I've not really been following much of this thread, but the thing you said about 1/n! being the volume of the inscribed simplex reminded me of something I learned recently that you might enjoy, which is that if you take a cube, in ndimensional space, with vertices at (a_1,...a_n) where a_i are all either 0 or 1, and then make slices, where the cuts pass through all the vertices with exactly k 1s for each k from 0 to n (they are all parallel, given by sum a_i =k; this slices the thing into n parts, and, the ratios of the volumes of the parts is the nth row of the triangle of Eulerian numbers; so for the square, you cut it and get two triangles, areas ratio 1:1; for the cube, you cut off the two opposite of your inscribed tetrahedra, and also there is a bit left in the middle, and you get volume ratios 1:4:1; the sum of the nth row of Eulerican numbers is n!, and the two end numbers are always 1; so this gives your result as a special case. Since going to parallelapipeds is just a linear thing, I think this should work more generally.

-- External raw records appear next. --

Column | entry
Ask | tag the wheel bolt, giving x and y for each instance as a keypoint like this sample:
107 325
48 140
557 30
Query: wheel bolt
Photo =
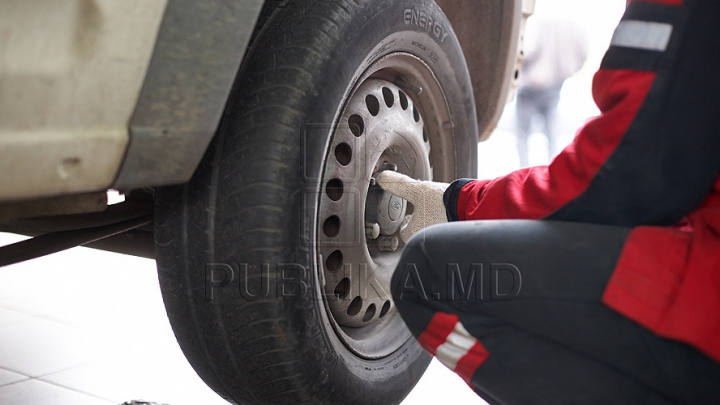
388 243
372 231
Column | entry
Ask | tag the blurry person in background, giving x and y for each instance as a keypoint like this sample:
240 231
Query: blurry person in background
555 49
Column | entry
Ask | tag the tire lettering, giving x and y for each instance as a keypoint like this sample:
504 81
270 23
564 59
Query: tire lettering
425 20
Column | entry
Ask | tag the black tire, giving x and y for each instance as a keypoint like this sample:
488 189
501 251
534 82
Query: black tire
247 205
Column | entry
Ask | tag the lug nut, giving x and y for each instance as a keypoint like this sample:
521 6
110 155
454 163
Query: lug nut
388 243
372 231
389 166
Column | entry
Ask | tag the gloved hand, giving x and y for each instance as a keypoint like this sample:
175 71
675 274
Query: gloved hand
425 196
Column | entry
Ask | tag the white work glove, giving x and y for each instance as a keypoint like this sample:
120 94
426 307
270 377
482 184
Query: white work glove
425 196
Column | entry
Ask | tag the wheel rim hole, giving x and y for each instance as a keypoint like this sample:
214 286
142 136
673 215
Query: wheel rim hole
385 309
369 313
343 154
403 100
331 226
389 97
372 104
355 306
334 189
342 288
357 125
334 261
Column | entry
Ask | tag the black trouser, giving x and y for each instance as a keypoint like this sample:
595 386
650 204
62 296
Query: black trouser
553 341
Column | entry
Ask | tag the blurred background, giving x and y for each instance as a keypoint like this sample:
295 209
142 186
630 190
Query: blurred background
86 327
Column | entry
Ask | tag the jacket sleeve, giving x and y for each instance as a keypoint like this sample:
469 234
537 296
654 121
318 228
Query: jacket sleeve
653 153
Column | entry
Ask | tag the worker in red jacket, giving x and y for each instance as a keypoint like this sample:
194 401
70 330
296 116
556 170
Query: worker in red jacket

By the way  Eulerian numbers are great  I got these numbers from solving a completely different problem, then found what they were from Sloane's integer sequence web page, and then looked up and found out they cropped up in billions of other contexts (well, quite a lot anyway). They are really lovely, I definitely recommend looking them up if you've not met them before. You can find the geometry application above if you search on mathsci net. You can also find the definition on line at Eric W's CRC concise encylopedia of mathematics.
Helena